La justification de la fin par les moyens est le chemin en impasse d’une confiance transformée en secret. Elle fige les positions subjectives de chacun en interdisant l’échange par le non-dit. Elle rigidifie les relations et la structure résiliente, et par là la fragilise. Au chef de fournir au groupe les antidotes à ce poison du mensonge, qui passent par la définition claire des limites.
- Conclusion
Vertu, sincérité, constance, justice, estime de soi, repos, communauté, sérénité... Ces canaux de la confiance rapidement brossés agissent entre eux, mettant en relation des objets multiples. Ils dressent au final un réseau dense, interdépendant et même intersecourable, qui agit comme la structure endogène et exogène, souple, du petit groupe, lui permettant tout à la fois d’exister, d’être permanent et d’être capable d’absorber les chocs, de se déformer sans cesser d’être identique, d’être résilient. Ils concourent donc fortement à cette force morale convoquée anciennement par le maréchal Foch comme facteur du succès. La force mécanique concurrente et omnipotente dans les conflits majeurs du xxe siècle cède en partie la place dans nos conflits modernes à ce facteur ancien. Le concept d’emploi des forces6 et les documents qui le décrivent le cite encore littéralement comme tel.
Au-delà de cette « passivité » résiliente, il convient de s’interroger sur la structuration collective du fighting spirit7 et des formes de lien qu’il entretient avec cette notion des canaux de la confiance. Par son approche énergétique, il compléterait cette ébauche d’un groupe militaire dédié à la victoire en lui apportant un « activisme » combattant qui fait ici défaut.
Enfin, en cernant mieux en quoi, par la confiance mutuelle et même collective, cette résilience peut concourir à l’ascendant moral propre à générer l’esprit de défaite chez l’ennemi, nous nous plaçons en civilisé, cet homme habillé du symbolique culturel, face à l’homo sacer cher à Agamben8, cet homme nu, cru, qui prend la forme ces temps-ci d’un combattant d’aqmi ou d’un anti-balaka. Lui ne craint pas de devoir revenir de la catastrophe, cet état de bouleversement social, il l’incarne. C’est sa force. À nous de l’absorber.

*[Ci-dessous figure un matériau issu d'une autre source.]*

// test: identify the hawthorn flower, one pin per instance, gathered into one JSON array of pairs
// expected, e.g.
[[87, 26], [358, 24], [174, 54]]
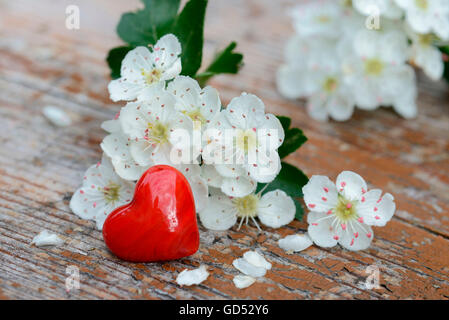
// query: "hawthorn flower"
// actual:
[[425, 55], [386, 8], [102, 191], [117, 147], [198, 104], [377, 73], [273, 209], [344, 212], [142, 69], [427, 16], [157, 132], [303, 57], [330, 95], [247, 140]]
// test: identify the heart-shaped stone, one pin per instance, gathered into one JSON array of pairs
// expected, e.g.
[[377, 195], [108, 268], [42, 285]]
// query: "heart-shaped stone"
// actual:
[[159, 223]]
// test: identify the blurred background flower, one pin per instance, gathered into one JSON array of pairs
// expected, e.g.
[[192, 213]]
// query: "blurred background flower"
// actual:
[[360, 53]]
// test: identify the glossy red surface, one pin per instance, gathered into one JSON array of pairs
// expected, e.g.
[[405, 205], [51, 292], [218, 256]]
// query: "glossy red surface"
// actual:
[[159, 223]]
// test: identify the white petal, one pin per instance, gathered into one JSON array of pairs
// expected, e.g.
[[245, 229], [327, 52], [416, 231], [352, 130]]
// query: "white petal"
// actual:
[[244, 109], [242, 281], [321, 231], [165, 55], [276, 209], [351, 185], [120, 89], [431, 61], [211, 103], [200, 192], [45, 238], [375, 209], [357, 236], [320, 194], [191, 277], [238, 187], [291, 81], [219, 214], [271, 125], [133, 119], [341, 105], [229, 171], [256, 259], [295, 242], [316, 107], [249, 269], [57, 116], [142, 152], [210, 174], [111, 126], [265, 170]]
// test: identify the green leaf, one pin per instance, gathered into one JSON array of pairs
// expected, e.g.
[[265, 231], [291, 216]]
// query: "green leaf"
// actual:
[[290, 180], [114, 59], [146, 26], [225, 61], [188, 27], [294, 138]]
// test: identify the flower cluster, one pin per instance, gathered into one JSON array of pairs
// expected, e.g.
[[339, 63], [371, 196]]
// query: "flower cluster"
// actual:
[[345, 211], [169, 119], [359, 53]]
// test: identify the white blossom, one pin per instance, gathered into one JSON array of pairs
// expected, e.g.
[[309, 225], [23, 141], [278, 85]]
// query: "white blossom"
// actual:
[[102, 191], [191, 277], [385, 8], [273, 209], [243, 281], [244, 145], [142, 69], [57, 116], [344, 212], [295, 242], [427, 16]]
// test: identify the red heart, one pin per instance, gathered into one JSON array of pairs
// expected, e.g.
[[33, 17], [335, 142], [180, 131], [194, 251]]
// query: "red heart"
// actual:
[[159, 223]]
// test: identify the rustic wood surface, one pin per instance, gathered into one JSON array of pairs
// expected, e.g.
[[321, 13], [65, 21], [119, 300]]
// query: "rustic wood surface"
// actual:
[[42, 63]]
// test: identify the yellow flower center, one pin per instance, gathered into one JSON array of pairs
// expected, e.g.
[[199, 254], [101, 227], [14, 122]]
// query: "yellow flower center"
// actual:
[[157, 132], [152, 76], [374, 67], [427, 39], [345, 209], [246, 206], [111, 192], [246, 140], [330, 84], [195, 115], [422, 4]]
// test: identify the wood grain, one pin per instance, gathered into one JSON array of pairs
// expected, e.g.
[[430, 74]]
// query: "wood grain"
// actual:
[[42, 63]]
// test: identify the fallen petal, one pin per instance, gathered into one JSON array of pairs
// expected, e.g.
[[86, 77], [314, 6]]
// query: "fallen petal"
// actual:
[[295, 242], [249, 269], [57, 116], [191, 277], [256, 259], [46, 238], [243, 282]]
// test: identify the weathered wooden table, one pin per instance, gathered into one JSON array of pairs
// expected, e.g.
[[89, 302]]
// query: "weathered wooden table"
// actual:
[[42, 63]]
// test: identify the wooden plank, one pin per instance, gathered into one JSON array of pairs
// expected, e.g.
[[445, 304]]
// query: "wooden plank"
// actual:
[[42, 63]]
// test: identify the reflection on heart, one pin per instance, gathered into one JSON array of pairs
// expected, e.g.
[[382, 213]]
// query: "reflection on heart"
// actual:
[[159, 223]]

1 Serge Tisseron, La Résilience, Paris, puf, 2014.
2 Ce propos est issu des résultats de l’étude « animcrea : résilience des petits groupes militaires. rga ct28S10 – rt64 » menée à la dga/catod au premier semestre 2013 sous l’égide du médecin chef des services Christian Colas, du retour d’expérience du cft/cispat après quatre ans de sas de fin de mission à Chypre dressé par le capitaine Vincent Dagot, de l’outil « force morale en opération » (fmo) du bcp-eh opérationnalisant le point de vue des cinq cercles de la confiance que l’on retrouve déjà chez Shils et Janowitcz (1948).
3 Isaïe, LVIII, 4.
4 Capacité d’un système à conserver son équilibre de fonctionnement en dépit des contraintes extérieures.
5 Erwin Rommel, La Guerre sans haine, Paris, Nouveau Monde éditions, 2009.
6 cia-01(A)_cef(2013) n° 130/def/cicde/np du 12 septembre 2013.
7 Conception britannique de la force morale qui inclut le désir d’avoir l’ascendant sur l’adversaire, de le contraindre à sa volonté.
8 Giorgio Agamben, Homo sacer : le pouvoir souverain et la vie nue, Paris, Le Seuil, 1998.